Reputation: 449
I am using below Lambda (python) code to decode cloudwatch metric stream & then creating dynamic partition based on metric_name field in the stream data. But as i have written this in code, if a stream file has 3 types of metric_name data, its picking only 1st metric name & creating partition based on that & putting all 3 metric_name in same partition. This is not intended output. Can anyone help with this code?
I have got idea from AWS documentation about this code & I changed it based on my stream data.(Reference: https://docs.aws.amazon.com/firehose/latest/dev/dynamic-partitioning.html)
Code:
from __future__ import print_function
import base64
import json
import datetime
# Signature for all Lambda functions that user must implement
def lambda_handler(firehose_records_input, context):
print("Received records for processing from DeliveryStream: " + firehose_records_input['deliveryStreamArn']

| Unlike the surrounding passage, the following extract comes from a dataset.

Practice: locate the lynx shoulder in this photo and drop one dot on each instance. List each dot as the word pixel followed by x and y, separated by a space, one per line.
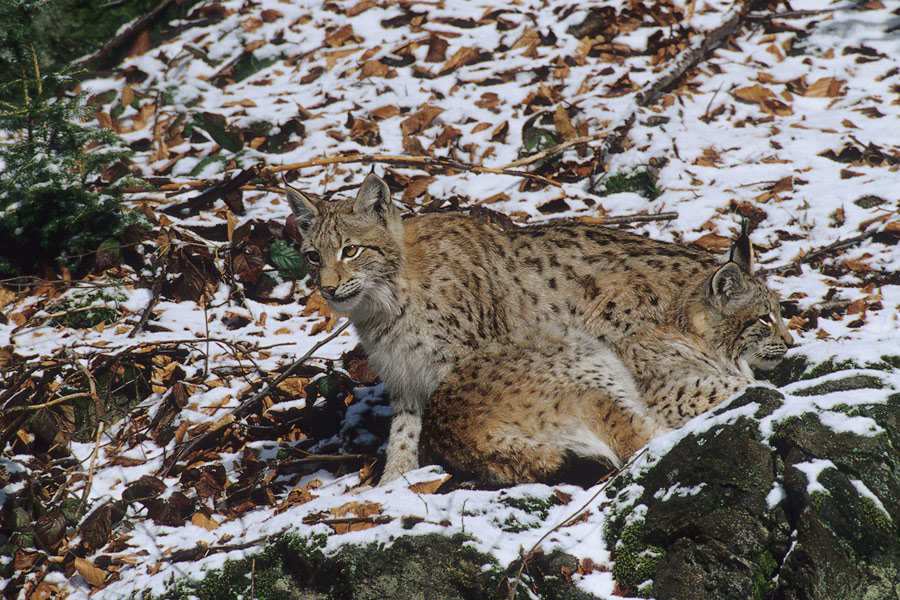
pixel 424 291
pixel 519 408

+ ", Region: " + firehose_records_input['region']
+ ", and InvocationId: " + firehose_records_input['invocationId'])
# Create return value.
firehose_records_output = {'records': []}
# Create result object.
# Go through records and process them
for firehose_record_input in firehose_records_input['records']:
# Get user payload
payload = base64.b64decode(firehose_record_input['data']).decode('utf-8')
metrics = list(filter(None, payload.split("\n")))
if len(metrics) > 1:
print("Length of array = {}".format(len(metrics)))
new_payload = []
for metric in metrics:
new_payload.append(json.loads(metric))
json_value = new_payload
print("Record after processing")
print(json_value)
# exit()
print("\n")
# Create output Firehose record and add modified payload and record ID to it.
firehose_record_output = {}
#working partition_keys
partition_keys = {"metric_name": json_value[0]['metric_name'] }
# Create output Firehose record and add modified payload and record ID to it.
firehose_record_output = {'recordId': firehose_record_input['recordId'],
'data': firehose_record_input['data'],
'result': 'Ok',
'metadata': { 'partitionKeys': partition_keys }}
# Must set proper record ID
# Add the record to the list of output records.
firehose_records_output['records'].append(firehose_record_output)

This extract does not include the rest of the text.